Ruston Kelly's never been one to shy from harsh realism and ugly truth. Within <em>Shape & Destroy</em>'s sparse settings, he embraces a heart-on-sleeve sentimentalism.
Alexa King
Courtesy of the artist
Ruston Kelly's never been one to shy from harsh realism and ugly truth. Within Shape & Destroy's sparse settings, he embraces a heart-on-sleeve sentimentalism.

When your breakthrough record is a post-sobriety look back, where do you go next? There's certainly no shortage of recorded music that covers the "before." Sometimes there's a clear line-in-the-sand in an artist's catalog; other times, there's no obvious intervention, no discernible divide. Nashville singer-songwriter Ruston Kelly's answer, Shape & Destroy, is more refinement than reinvention; a statement of purpose, it offers a path forward in which the process of recovery continues with resolve.

As an artistic introduction, 2018's Dying Star was a brutal thing of beauty. Unflinchingly honest, Kelly confronted the wreckage that past addictions wrought head on. As the name would imply, it's definitely dark – "I black out in a bar / I get high in my car," goes one line, "I took too many pills again" opens another track – but ultimately, it operates from a place of progress, looking back with clear eyes.

And that's where Shape & Destroy picks up.
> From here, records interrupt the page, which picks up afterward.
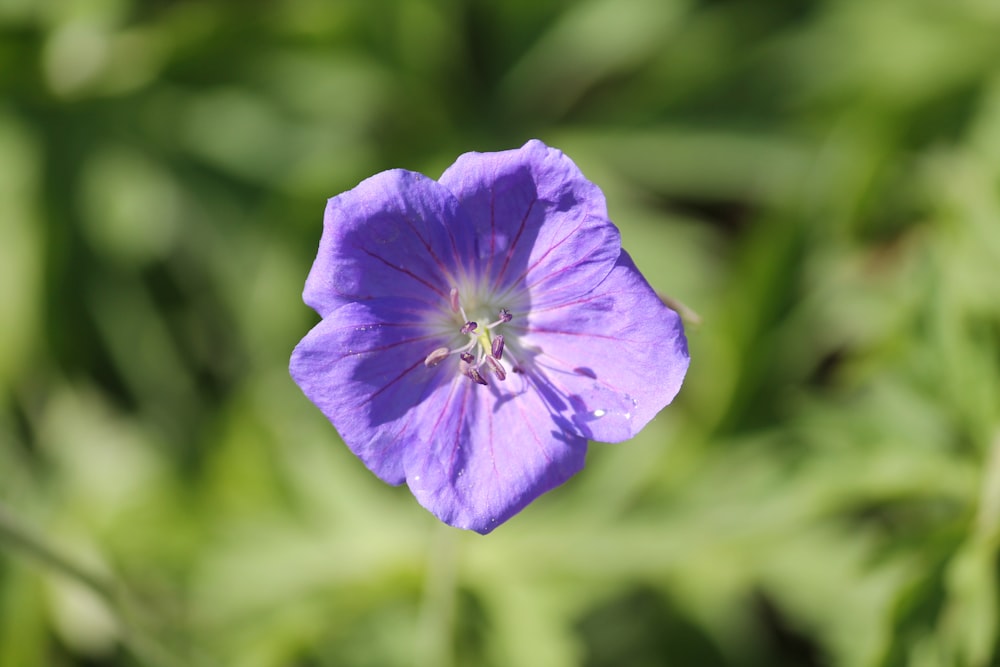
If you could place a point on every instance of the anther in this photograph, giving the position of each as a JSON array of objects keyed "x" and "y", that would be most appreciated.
[
  {"x": 496, "y": 367},
  {"x": 436, "y": 357},
  {"x": 476, "y": 376}
]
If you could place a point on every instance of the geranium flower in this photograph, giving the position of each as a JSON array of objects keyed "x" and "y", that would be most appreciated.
[{"x": 479, "y": 329}]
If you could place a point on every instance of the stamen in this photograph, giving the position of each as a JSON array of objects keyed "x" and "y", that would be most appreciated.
[
  {"x": 496, "y": 367},
  {"x": 476, "y": 376},
  {"x": 437, "y": 356},
  {"x": 503, "y": 317}
]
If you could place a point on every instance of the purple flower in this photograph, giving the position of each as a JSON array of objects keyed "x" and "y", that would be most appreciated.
[{"x": 479, "y": 329}]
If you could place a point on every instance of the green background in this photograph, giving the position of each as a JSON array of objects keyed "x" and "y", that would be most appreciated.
[{"x": 818, "y": 182}]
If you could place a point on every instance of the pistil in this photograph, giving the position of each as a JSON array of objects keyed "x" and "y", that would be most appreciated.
[{"x": 484, "y": 347}]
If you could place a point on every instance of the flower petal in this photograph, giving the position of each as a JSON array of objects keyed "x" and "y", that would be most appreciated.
[
  {"x": 363, "y": 367},
  {"x": 617, "y": 355},
  {"x": 490, "y": 454},
  {"x": 392, "y": 235},
  {"x": 538, "y": 224}
]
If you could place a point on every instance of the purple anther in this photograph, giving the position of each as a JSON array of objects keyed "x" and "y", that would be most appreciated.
[
  {"x": 436, "y": 357},
  {"x": 496, "y": 367},
  {"x": 498, "y": 346},
  {"x": 476, "y": 376}
]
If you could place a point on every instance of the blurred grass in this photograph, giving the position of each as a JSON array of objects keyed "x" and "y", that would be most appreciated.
[{"x": 819, "y": 181}]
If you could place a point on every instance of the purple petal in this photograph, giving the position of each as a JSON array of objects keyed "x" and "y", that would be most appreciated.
[
  {"x": 538, "y": 223},
  {"x": 617, "y": 355},
  {"x": 391, "y": 236},
  {"x": 363, "y": 366},
  {"x": 489, "y": 454}
]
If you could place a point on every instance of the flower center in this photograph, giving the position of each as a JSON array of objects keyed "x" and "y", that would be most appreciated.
[{"x": 481, "y": 346}]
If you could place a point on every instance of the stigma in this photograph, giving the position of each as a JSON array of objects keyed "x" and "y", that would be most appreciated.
[{"x": 480, "y": 345}]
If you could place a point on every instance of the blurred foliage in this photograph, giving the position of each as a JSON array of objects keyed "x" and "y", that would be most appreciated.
[{"x": 819, "y": 181}]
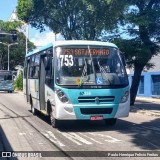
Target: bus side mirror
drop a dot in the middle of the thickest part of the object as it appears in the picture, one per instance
(123, 59)
(52, 68)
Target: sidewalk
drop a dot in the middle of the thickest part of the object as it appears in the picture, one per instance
(146, 105)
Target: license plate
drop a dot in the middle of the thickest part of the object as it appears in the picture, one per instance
(96, 118)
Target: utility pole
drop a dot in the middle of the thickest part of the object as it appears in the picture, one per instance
(8, 46)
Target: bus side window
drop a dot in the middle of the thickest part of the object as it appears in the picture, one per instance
(48, 68)
(36, 66)
(31, 67)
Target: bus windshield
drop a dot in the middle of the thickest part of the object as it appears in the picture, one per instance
(89, 65)
(5, 77)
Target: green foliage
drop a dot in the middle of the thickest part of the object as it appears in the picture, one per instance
(17, 52)
(82, 19)
(18, 83)
(138, 20)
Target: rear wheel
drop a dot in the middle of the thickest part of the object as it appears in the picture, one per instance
(55, 123)
(111, 121)
(33, 110)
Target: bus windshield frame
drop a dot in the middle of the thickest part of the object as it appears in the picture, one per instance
(89, 66)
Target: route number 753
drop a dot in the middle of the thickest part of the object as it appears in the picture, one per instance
(66, 60)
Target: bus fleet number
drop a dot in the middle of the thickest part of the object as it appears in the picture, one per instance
(66, 60)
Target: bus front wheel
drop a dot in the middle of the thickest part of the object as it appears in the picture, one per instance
(54, 121)
(111, 121)
(33, 110)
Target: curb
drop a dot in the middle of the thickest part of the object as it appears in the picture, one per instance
(143, 111)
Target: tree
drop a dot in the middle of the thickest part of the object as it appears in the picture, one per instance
(141, 22)
(135, 22)
(82, 19)
(17, 52)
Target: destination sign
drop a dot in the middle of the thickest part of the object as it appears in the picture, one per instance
(85, 51)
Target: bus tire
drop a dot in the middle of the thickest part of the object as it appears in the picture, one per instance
(54, 122)
(33, 110)
(111, 121)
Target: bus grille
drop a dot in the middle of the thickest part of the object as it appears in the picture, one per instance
(96, 110)
(94, 99)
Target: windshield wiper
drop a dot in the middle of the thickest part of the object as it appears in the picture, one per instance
(84, 73)
(102, 70)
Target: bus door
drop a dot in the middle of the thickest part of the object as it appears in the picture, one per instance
(27, 79)
(45, 78)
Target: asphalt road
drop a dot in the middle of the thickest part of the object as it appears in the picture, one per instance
(21, 131)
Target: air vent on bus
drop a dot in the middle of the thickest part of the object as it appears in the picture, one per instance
(96, 110)
(94, 99)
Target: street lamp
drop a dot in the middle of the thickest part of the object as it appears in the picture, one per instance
(8, 45)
Building on Kelly's confessional template, it's a continuation of his own redemption story. As Kelly tells it in press material, the title comes from a phrase that came to him while free writing: "Shape the life you want by destroying what obstructs the soul." That duality – that creation sometimes requires some intentional destruction – is a guiding principle on the record.

Over the past few years, Kelly's taken to calling his music "dirt emo." It's a moniker that seemingly encompasses his own influences and listening habits, and neatly sums up his artistic M.O. Back in 2016, Mike Mogis of Bright Eyes produced his Halloween EP; on last year's Dirt Emo Vol. 1 collection, Kelly covered Blink-182 and My Chemical Romance. It's a millennial sort of mentality made possible by an older sibling and internet access: raised on Jackson Brownebefore his sister introduced him to Dashboard Confessional, Kelly then explored the stylings of Johnny Cash and the Carters, which led him to Woody Guthrie and Lead Belly.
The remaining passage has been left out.